Bias - An algorithms error rate on the training set.
Variance - How much worse a algorithm does on the test set than the training set
Explain Bias
Overall inaccuracy of the model caused by erroneous assumptions which occurred during training.
Why should we aim to reduce Bias?
Try to reduce bias because it leads to a situation where the algorithm that is building the model fails to capture relationships between the features and the ideal output - Underfitting
Explain Variance
Variance is the error we get as a result of sensitivity to small, unrepresentative, fluctuations in the training data set (NOISE). Variance describes the case where random fluctuations in the test data become part of the model
Why should we aim to reduce Variance?
Try to reduce Variance because the algorithm is failing to generalise from the train to the test set - possible overfitting.
What is Overfitting?
Overfitting occurs when a model has captured some of the random ‘noise’ in the data as well as (or instead of) the ‘real’ underlying relationships.
As a model becomes more complex, the danger of overfitting increases.
What is Underfitting?
Underfitting if algorithm too insensitive and overlooks underlying patterns. Likely to neglect significant trends, and causes model to yield less accurate predictions for current and future data.

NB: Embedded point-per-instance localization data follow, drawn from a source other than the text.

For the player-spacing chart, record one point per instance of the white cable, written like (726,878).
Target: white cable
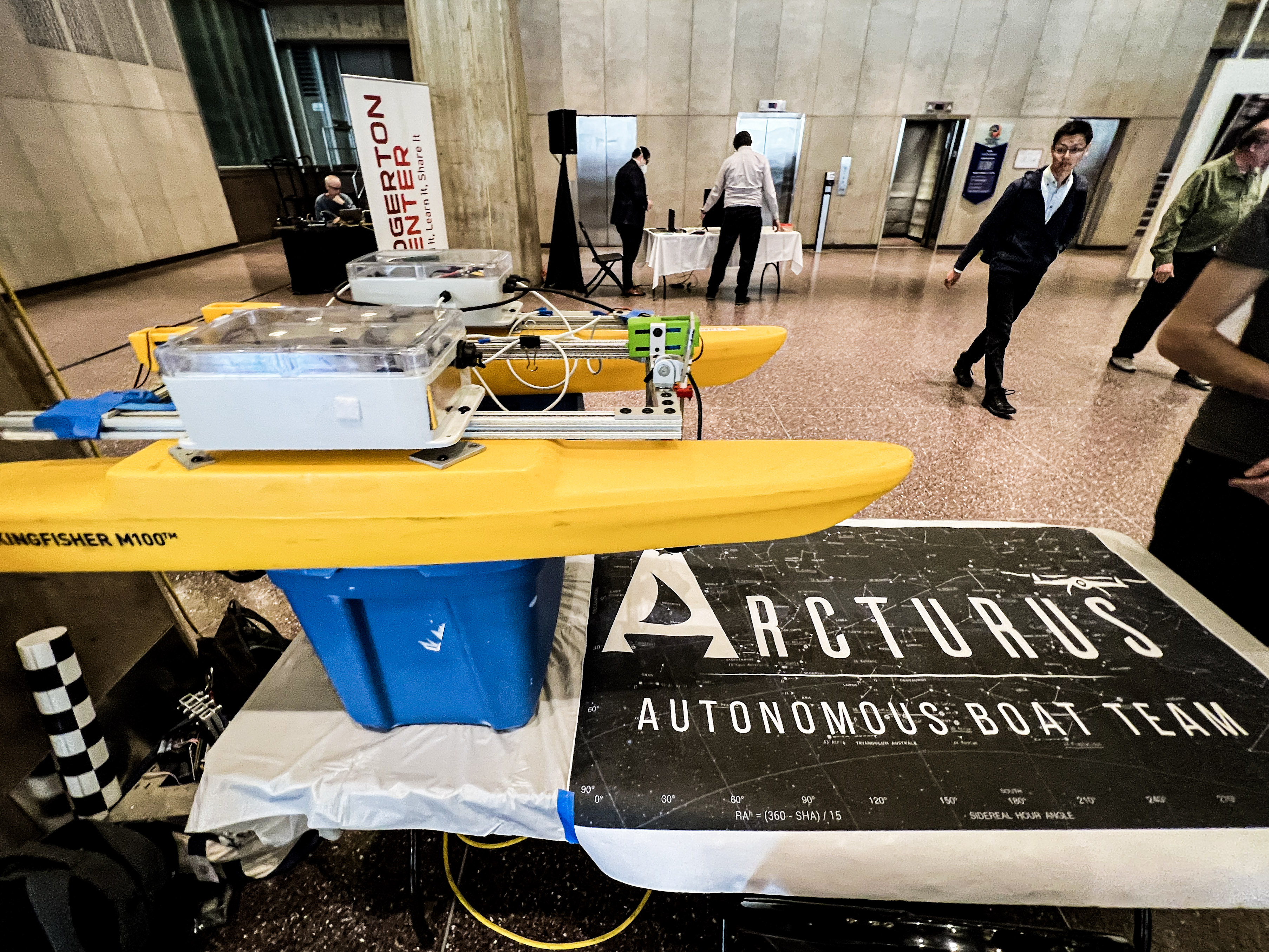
(568,376)
(554,309)
(489,391)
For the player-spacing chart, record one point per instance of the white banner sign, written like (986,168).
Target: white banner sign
(397,148)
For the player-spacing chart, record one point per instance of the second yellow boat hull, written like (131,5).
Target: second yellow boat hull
(519,499)
(729,354)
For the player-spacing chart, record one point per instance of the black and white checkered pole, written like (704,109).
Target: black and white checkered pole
(58,683)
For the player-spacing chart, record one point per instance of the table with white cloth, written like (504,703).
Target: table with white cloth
(681,252)
(891,710)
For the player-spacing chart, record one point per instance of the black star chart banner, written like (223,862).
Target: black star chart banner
(910,679)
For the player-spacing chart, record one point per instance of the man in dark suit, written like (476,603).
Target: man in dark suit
(1035,221)
(630,205)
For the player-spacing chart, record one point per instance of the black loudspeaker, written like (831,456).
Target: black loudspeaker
(563,125)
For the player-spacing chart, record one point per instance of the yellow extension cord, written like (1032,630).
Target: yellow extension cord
(508,933)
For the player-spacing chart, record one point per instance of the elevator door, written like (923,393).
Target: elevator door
(778,136)
(1097,168)
(919,188)
(604,145)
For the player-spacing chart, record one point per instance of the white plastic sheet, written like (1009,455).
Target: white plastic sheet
(292,759)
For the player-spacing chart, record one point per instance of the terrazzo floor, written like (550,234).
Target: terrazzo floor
(872,339)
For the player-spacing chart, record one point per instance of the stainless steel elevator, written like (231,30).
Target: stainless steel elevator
(922,181)
(604,145)
(778,136)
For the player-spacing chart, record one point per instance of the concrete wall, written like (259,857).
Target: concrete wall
(106,161)
(346,23)
(856,68)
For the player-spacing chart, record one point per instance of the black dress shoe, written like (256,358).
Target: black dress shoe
(995,404)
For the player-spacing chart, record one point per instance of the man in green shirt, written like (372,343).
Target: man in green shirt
(1211,202)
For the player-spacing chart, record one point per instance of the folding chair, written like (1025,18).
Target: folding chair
(604,263)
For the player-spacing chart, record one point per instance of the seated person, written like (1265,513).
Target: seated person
(331,203)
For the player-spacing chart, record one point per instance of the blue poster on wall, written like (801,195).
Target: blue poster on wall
(990,144)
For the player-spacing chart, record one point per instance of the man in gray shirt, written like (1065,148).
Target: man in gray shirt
(745,186)
(1212,523)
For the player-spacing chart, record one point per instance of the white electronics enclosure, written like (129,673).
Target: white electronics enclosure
(472,277)
(321,379)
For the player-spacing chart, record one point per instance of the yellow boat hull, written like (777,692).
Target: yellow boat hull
(519,499)
(730,354)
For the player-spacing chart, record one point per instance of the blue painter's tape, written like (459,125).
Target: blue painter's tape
(564,807)
(82,418)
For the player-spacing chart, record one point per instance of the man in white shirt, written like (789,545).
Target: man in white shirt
(745,186)
(1035,220)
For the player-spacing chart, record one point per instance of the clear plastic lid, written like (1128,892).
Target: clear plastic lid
(295,342)
(455,263)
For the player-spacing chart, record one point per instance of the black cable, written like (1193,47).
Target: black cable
(584,300)
(499,304)
(77,364)
(701,409)
(1143,930)
(351,301)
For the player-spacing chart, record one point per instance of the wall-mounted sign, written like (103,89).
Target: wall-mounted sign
(397,148)
(990,143)
(1029,158)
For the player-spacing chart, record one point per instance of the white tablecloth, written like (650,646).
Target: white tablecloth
(678,252)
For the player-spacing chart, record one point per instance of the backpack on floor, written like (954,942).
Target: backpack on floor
(87,888)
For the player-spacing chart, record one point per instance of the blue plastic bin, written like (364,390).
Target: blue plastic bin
(432,644)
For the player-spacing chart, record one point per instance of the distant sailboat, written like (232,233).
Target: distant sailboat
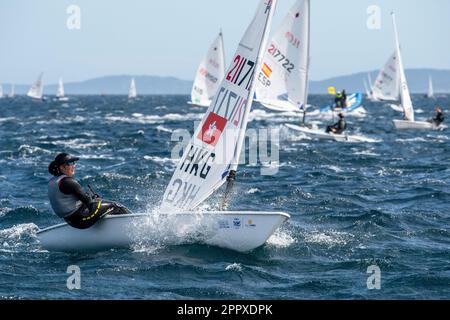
(405,97)
(132,94)
(11,93)
(430,94)
(367,90)
(209,74)
(60,93)
(37,89)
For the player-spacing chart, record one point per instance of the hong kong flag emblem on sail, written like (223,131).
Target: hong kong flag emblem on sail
(212,129)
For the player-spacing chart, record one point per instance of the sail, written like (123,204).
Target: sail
(369,77)
(60,92)
(209,74)
(11,93)
(132,93)
(386,86)
(404,91)
(430,88)
(366,88)
(283,79)
(217,141)
(36,89)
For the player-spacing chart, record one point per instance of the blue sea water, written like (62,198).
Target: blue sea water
(353,205)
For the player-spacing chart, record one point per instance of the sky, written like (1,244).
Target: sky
(170,37)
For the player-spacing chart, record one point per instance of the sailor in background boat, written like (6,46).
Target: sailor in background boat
(439,118)
(339,127)
(68,199)
(340,100)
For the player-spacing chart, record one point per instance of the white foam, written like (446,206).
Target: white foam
(160,159)
(234,267)
(10,238)
(281,239)
(7,119)
(253,190)
(329,238)
(153,119)
(416,139)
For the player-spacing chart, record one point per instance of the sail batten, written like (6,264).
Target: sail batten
(212,152)
(285,69)
(404,90)
(209,74)
(132,92)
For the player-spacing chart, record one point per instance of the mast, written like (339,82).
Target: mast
(235,162)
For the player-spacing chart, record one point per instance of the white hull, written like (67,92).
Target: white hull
(205,105)
(322,135)
(239,231)
(414,125)
(396,107)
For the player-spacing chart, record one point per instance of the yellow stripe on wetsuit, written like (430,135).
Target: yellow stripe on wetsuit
(95,213)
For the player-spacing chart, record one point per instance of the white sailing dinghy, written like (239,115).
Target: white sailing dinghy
(408,109)
(37,89)
(209,161)
(60,93)
(283,79)
(430,94)
(132,93)
(209,74)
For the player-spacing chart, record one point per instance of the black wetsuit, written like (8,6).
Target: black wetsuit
(338,102)
(438,119)
(93,208)
(339,127)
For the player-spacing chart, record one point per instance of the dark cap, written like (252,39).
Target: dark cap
(65,158)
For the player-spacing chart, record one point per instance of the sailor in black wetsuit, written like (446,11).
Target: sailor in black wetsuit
(68,199)
(339,127)
(439,118)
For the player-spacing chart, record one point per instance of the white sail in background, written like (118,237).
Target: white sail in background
(11,93)
(132,94)
(369,77)
(366,89)
(36,89)
(60,92)
(430,88)
(404,91)
(209,74)
(283,80)
(387,84)
(216,145)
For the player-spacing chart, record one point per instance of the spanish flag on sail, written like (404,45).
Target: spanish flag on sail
(266,70)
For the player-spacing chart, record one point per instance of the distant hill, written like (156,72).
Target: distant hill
(117,85)
(417,80)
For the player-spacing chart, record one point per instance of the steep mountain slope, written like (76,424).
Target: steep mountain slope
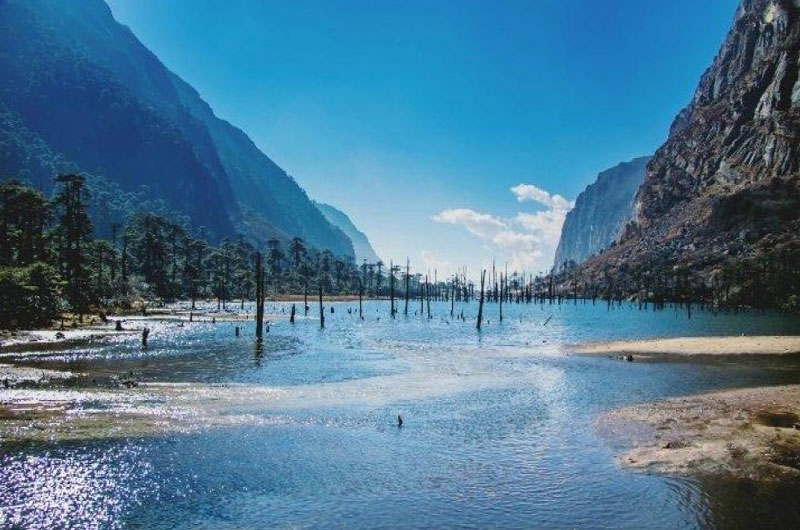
(601,212)
(361,245)
(99,99)
(725,187)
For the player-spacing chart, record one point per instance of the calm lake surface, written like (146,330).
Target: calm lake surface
(499,427)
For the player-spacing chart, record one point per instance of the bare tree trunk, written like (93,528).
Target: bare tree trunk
(428,295)
(502,295)
(321,311)
(360,296)
(408,269)
(259,298)
(391,287)
(480,303)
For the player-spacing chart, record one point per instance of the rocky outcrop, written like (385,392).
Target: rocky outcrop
(725,187)
(601,212)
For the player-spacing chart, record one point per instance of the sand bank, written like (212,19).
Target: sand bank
(752,432)
(731,345)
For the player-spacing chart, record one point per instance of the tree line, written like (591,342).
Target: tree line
(51,262)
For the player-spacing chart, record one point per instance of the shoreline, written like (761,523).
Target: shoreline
(748,433)
(696,346)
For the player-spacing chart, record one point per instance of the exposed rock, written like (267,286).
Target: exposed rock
(724,188)
(601,212)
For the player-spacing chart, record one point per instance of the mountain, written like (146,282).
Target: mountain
(361,245)
(724,190)
(99,102)
(601,212)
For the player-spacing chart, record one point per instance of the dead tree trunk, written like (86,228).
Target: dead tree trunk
(391,287)
(321,311)
(259,298)
(480,303)
(408,270)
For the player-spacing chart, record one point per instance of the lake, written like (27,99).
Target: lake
(498,426)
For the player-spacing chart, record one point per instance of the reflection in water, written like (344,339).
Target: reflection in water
(497,427)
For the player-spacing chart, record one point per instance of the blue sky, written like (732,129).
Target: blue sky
(418,117)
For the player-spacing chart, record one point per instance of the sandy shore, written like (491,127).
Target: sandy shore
(732,345)
(753,432)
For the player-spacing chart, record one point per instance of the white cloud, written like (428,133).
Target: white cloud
(526,241)
(529,192)
(479,224)
(432,262)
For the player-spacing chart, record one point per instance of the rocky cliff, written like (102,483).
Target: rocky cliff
(601,212)
(724,190)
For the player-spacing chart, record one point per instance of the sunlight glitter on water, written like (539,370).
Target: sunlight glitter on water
(498,425)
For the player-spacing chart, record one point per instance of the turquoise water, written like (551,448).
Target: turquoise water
(499,427)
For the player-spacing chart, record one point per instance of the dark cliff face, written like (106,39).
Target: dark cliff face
(99,102)
(741,128)
(601,212)
(725,184)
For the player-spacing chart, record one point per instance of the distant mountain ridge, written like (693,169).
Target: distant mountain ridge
(601,212)
(100,102)
(361,245)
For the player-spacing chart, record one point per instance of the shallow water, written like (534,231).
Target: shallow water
(498,427)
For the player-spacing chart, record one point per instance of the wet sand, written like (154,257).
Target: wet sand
(752,432)
(697,346)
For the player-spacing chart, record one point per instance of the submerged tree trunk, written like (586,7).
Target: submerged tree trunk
(408,269)
(321,311)
(480,303)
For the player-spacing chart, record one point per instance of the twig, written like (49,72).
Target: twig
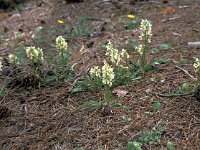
(194,44)
(173,94)
(169,19)
(186,72)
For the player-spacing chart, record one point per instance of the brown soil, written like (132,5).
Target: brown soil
(50,118)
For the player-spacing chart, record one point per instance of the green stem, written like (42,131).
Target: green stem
(62,56)
(107,94)
(143,57)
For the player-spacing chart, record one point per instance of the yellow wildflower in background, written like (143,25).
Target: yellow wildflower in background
(113,54)
(1,66)
(95,71)
(60,21)
(107,74)
(196,64)
(140,49)
(34,54)
(61,44)
(13,59)
(131,16)
(124,53)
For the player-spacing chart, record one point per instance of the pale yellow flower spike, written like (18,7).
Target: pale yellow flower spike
(13,59)
(61,44)
(1,66)
(34,54)
(196,64)
(60,21)
(107,74)
(95,71)
(131,16)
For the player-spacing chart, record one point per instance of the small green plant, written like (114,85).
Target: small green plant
(155,106)
(145,36)
(153,136)
(130,24)
(134,146)
(35,55)
(107,78)
(170,146)
(126,118)
(196,66)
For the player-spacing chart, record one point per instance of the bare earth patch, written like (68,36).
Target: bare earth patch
(50,118)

As complexity increases does Bias decrease/Variance increase or Bias increase/Variance decrease?
As a general rule, as the complexity of the model increases, the bias decreases, however the variance increases.
There is a sweet spot.
If your training set has an error rate of 15% and you require it to be5%, should you add more training data?
No. Adding more data by itself will not make the rate better. You should focus on other changes.
Suppose your algorithm has error rates as follows:
Training error = 1%
Test error = 11%
Overfitting
Low Bias = 1%
High Variance = 11%
Suppose your algorithm has error rates as follows:
Training error = 15%
Test error = 16%
Underfitting
High Bias = 15%
Low Variance = 1%
Suppose your algorithm has error rates as follows:
Training error = 15%
Test error = 30%
Both Overfitting and Underfitting - hard to classify type of error
High Bias = 15%
High Variance = 15%
Suppose your algorithm has error rates as follows:
Training error = 0.5%
Test error = 1%
It is doing very well, as low for both Bias and Variance.
What is the Optimal Error Rate?
This is unavoidable Bias. It refers to the error rate that is inherent in something we are trying to model and even the best algorithm in the world could not get an error rate lower than this.
How do you address Bias?
Increase the size of your model